As ecology datasets become increasingly larger due to citizen science, high-throughput methods, and remote and automated data collection technology, we need better methods to analyze multivariate data. A typical approach to multivariate data in ecology is to use principal components analysis, an unsupervised technique. Unsupervised techniques like PCA attempt to explain as much variation in the data as possible in fewer axes or ‘latent variables’ than there are variables in the data set. Separation in a PCA score plot (of the two axes that explain the most variation in the data) are then often used to make some conclusions about clustering of data points into separate groups, or about the effects of some explanatory variable. However, the variables that most strongly differentiate two groups, or most strongly co-vary with some explanatory variable are not necessarily the same variables loaded onto the PCA axes.
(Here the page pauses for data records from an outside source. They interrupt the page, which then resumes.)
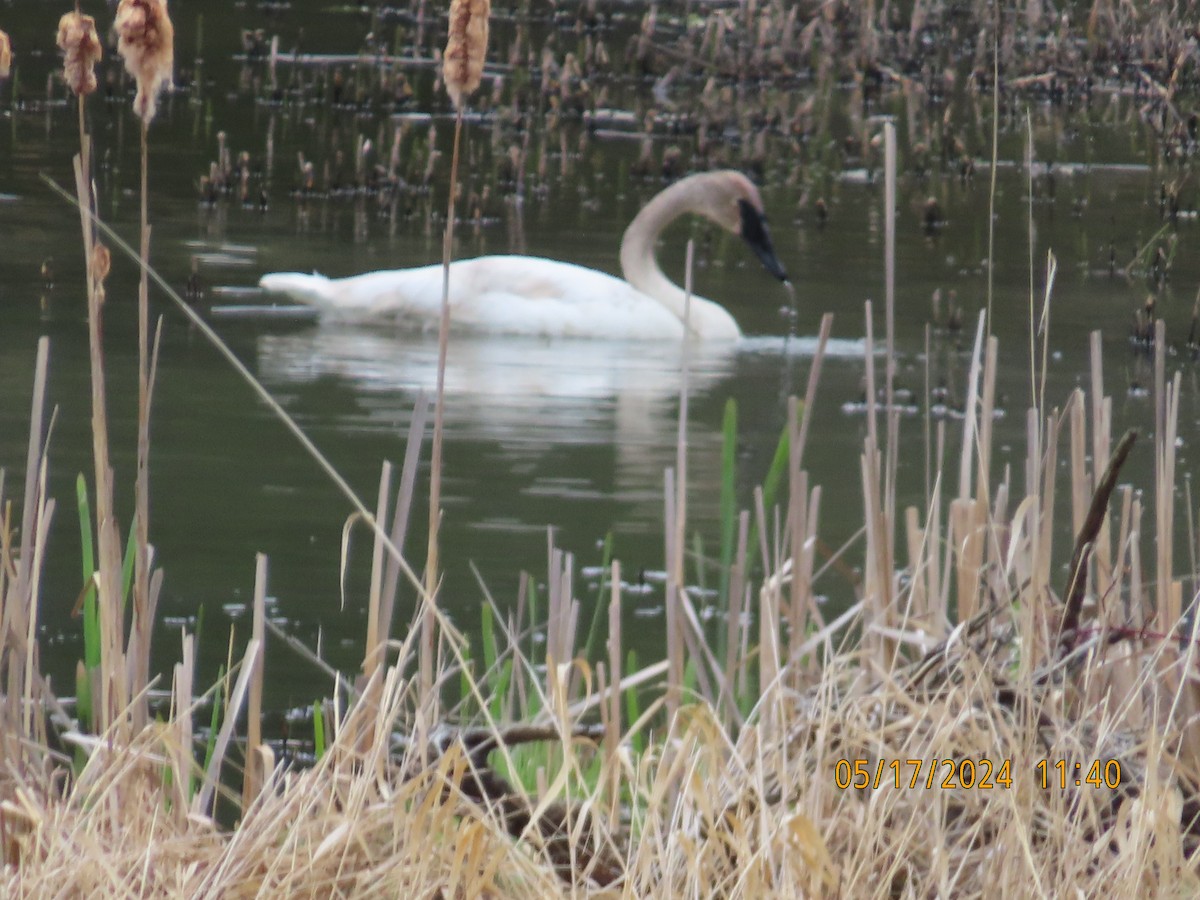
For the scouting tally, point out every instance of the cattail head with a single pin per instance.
(82, 51)
(147, 43)
(462, 65)
(5, 54)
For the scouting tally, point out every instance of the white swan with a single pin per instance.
(537, 297)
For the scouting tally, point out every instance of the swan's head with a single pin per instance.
(733, 202)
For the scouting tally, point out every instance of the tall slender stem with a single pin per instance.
(139, 630)
(431, 559)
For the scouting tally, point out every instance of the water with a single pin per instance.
(564, 436)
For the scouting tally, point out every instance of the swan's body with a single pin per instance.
(537, 297)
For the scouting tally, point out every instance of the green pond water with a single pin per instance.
(564, 436)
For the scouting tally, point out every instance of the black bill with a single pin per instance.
(754, 232)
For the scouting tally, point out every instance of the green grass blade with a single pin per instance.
(769, 492)
(318, 730)
(214, 727)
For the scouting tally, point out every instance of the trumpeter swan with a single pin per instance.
(537, 297)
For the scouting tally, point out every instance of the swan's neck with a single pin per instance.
(641, 268)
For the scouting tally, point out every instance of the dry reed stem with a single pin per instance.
(466, 49)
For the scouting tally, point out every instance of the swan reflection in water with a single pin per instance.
(533, 396)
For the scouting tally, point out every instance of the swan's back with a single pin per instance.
(499, 294)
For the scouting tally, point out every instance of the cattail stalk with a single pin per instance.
(462, 71)
(82, 49)
(145, 41)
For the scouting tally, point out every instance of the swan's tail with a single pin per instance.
(313, 291)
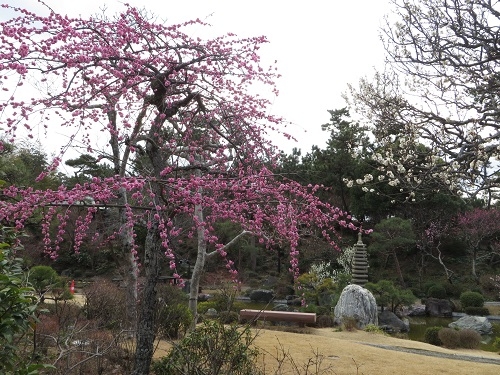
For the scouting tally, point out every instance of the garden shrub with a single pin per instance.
(349, 323)
(212, 349)
(205, 305)
(228, 317)
(174, 320)
(496, 343)
(431, 336)
(477, 311)
(471, 299)
(325, 321)
(105, 303)
(437, 291)
(373, 328)
(449, 337)
(469, 338)
(452, 290)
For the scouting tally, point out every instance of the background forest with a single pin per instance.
(187, 184)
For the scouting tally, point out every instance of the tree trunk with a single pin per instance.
(132, 273)
(398, 268)
(198, 266)
(473, 260)
(146, 332)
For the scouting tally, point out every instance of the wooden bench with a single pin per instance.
(247, 315)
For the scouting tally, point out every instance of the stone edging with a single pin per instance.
(430, 353)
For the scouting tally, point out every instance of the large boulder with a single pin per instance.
(480, 324)
(389, 322)
(439, 307)
(358, 303)
(261, 295)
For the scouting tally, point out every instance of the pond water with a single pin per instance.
(418, 325)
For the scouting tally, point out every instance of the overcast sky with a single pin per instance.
(320, 46)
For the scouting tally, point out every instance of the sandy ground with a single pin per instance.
(348, 353)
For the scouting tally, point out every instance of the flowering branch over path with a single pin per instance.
(179, 120)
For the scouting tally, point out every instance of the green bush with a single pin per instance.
(174, 320)
(205, 305)
(104, 302)
(325, 321)
(437, 291)
(477, 311)
(373, 328)
(174, 316)
(449, 337)
(349, 323)
(471, 299)
(211, 349)
(431, 336)
(18, 307)
(469, 338)
(228, 317)
(496, 343)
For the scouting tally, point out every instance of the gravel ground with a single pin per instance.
(460, 357)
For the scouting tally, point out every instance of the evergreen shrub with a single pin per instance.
(469, 338)
(449, 337)
(212, 349)
(325, 321)
(431, 336)
(228, 317)
(437, 291)
(471, 299)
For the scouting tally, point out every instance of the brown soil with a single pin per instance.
(358, 352)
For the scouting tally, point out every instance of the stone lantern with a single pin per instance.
(359, 263)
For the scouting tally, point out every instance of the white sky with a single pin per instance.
(320, 46)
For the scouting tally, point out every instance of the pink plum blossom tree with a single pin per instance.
(480, 230)
(130, 87)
Partial least squares regression (PLS, alternately ‘projection to latent structures’) is a supervised multivariate statistical technique. PLS, a supervised technique, attempts to explain covariation with a explanatory variable, and it’s built with more variables than samples in mind. Because of that, it’s been warmly adopted by analytic chemists and chemical ecologists, but I believe it has applications to other fields of ecology.
Unfortunately, researchers used to looking for visual separation in PCA score plots may be prone to misinterpreting PLS score plots because even when separation is not statistically significant, they may still show visual separation.
In order to bring awareness to this algorithm and promote responsible use, I’m simulating different multivariate data scenarios using some custom R functions to investigate it’s properties and compare its performance to other statistical methods. I’m also developing a ‘best practices’ for reporting results of PLS analyses, and finding some fun ecological and non-ecological datasets to demonstrate its properties with.